Dana Kanze wins prestigious Academy of Management award

13 Aug 2019


Paper on gender bias in the start-up funding process wins Academy of Management Journal’s Best Article of the Year

 

People - Dana Kanze

Dana Kanze, Assistant Professor of Organisational Behaviour at London Business School, has just won the Academy of Management Journal’s Best Article of the Year award.

Dr Kanze was recognised for her 2018 paper, ‘We Ask Men to Win and Women Not to Lose: Closing the Gender Gap in Startup Funding’, which examined gender disadvantage in the start-up community.

While men are known to raise more start-up funding than women, the reasons for this phenomenon are yet underexplored.

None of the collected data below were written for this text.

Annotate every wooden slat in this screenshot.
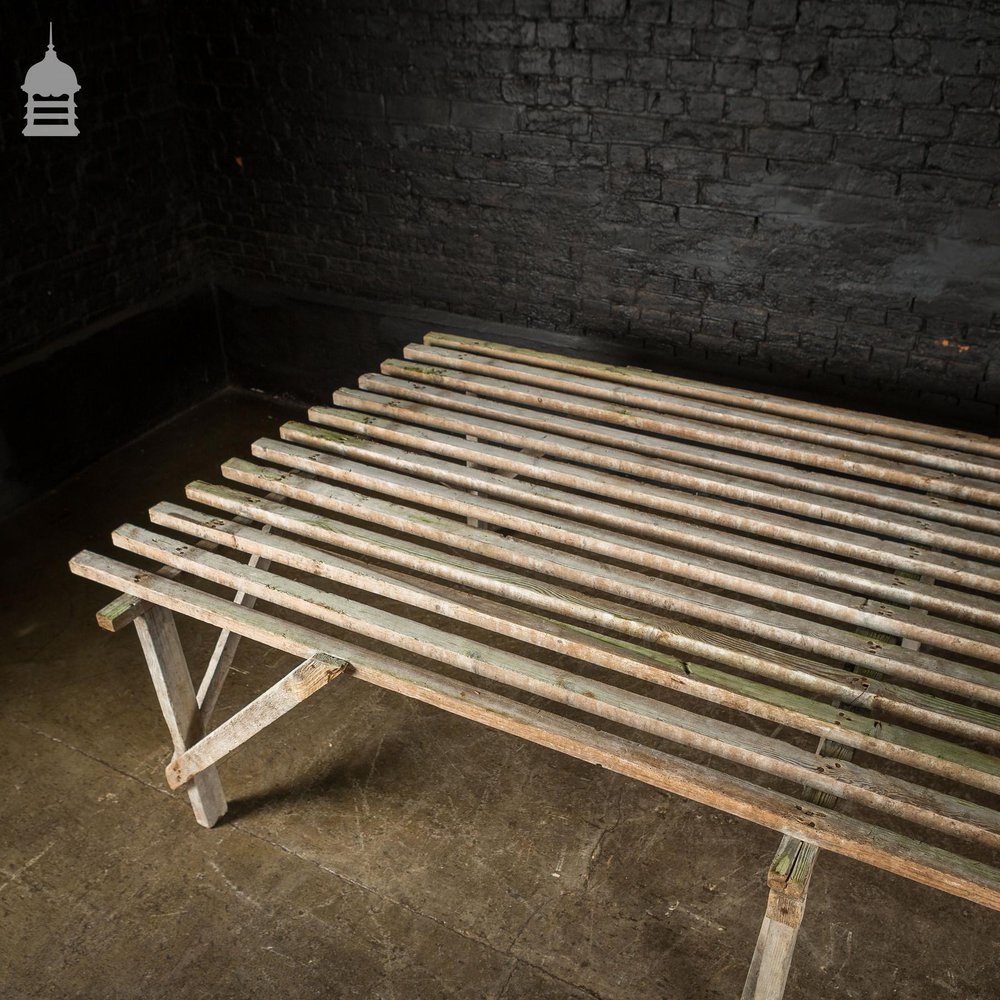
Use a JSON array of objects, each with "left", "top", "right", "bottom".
[
  {"left": 337, "top": 385, "right": 1000, "bottom": 564},
  {"left": 66, "top": 550, "right": 1000, "bottom": 911},
  {"left": 181, "top": 482, "right": 1000, "bottom": 761},
  {"left": 102, "top": 527, "right": 1000, "bottom": 850},
  {"left": 423, "top": 332, "right": 1000, "bottom": 461},
  {"left": 306, "top": 406, "right": 1000, "bottom": 629},
  {"left": 285, "top": 418, "right": 1000, "bottom": 647},
  {"left": 406, "top": 343, "right": 1000, "bottom": 482},
  {"left": 248, "top": 439, "right": 1000, "bottom": 706},
  {"left": 204, "top": 468, "right": 1000, "bottom": 756},
  {"left": 150, "top": 501, "right": 1000, "bottom": 791},
  {"left": 379, "top": 361, "right": 1000, "bottom": 511}
]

Dr Kanze and her co-authors, Harvard Business School Professor Laura Huang, Stockholm School of Economics Professor Mark A. Conley and Columbia Professor E. Tory Higgins, examined how the types of questions asked of female and male entrepreneurs by investors influenced the level of funding these entrepreneurs received. Their investigation found that promotion-focussed questions in the domain of gains such as, “How do you plan to acquire new customers?”, were generally put to male entrepreneurs by investors. In contrast, female entrepreneurs were typically asked prevention-focussed questions in the domain of losses such as, “How do you plan to retain your existing customers?"

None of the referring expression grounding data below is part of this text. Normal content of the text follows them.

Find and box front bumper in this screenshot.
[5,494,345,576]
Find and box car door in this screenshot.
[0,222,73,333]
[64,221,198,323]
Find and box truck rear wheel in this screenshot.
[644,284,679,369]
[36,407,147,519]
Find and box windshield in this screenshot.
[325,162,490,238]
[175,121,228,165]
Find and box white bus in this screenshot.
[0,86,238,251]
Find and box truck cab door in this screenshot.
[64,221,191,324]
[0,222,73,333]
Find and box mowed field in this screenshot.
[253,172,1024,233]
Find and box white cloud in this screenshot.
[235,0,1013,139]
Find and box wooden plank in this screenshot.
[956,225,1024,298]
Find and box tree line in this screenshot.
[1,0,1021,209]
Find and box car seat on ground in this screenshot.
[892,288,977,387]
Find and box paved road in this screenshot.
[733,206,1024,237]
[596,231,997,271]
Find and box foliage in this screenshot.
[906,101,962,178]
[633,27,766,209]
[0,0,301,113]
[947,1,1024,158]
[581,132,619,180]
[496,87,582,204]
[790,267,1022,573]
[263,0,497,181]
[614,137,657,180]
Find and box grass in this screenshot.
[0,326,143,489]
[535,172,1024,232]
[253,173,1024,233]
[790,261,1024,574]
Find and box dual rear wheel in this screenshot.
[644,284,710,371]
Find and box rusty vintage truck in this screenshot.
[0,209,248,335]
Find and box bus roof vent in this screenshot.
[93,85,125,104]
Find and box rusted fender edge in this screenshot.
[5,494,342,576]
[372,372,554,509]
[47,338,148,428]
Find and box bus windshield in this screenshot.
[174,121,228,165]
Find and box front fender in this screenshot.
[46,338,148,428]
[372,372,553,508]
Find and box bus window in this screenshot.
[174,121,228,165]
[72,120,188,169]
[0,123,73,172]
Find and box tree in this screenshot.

The research determined that entrepreneurs who were asked promotion-focussed questions were able to raise significantly more capital than those who were asked prevention-focussed questions and that the effect was more pronounced with every additional prevention-focussed question posed. The authors also found that this effect could be countered if the entrepreneur answered prevention-focussed questions with promotion-focussed answers.

Dr Kanze said she hoped the recognition from the Academy of Management would help more female entrepreneurs to secure the start-up funding their ideas deserved.

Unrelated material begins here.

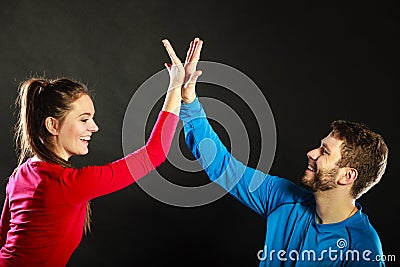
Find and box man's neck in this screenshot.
[314,190,357,224]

“I am very excited about the potential for these findings to significantly improve the way start-ups are funded. There are so many accomplished women out there with innovative business ideas worthy of investment,” she said.

“By first and foremost making investors more mindful of the types of questions they ask women versus men and by educating entrepreneurs to respond to prevention-focussed questions more effectively, the playing field can be significantly levelled. This change in the landscape ultimately stands to benefit not only entrepreneurs, but investors as well.”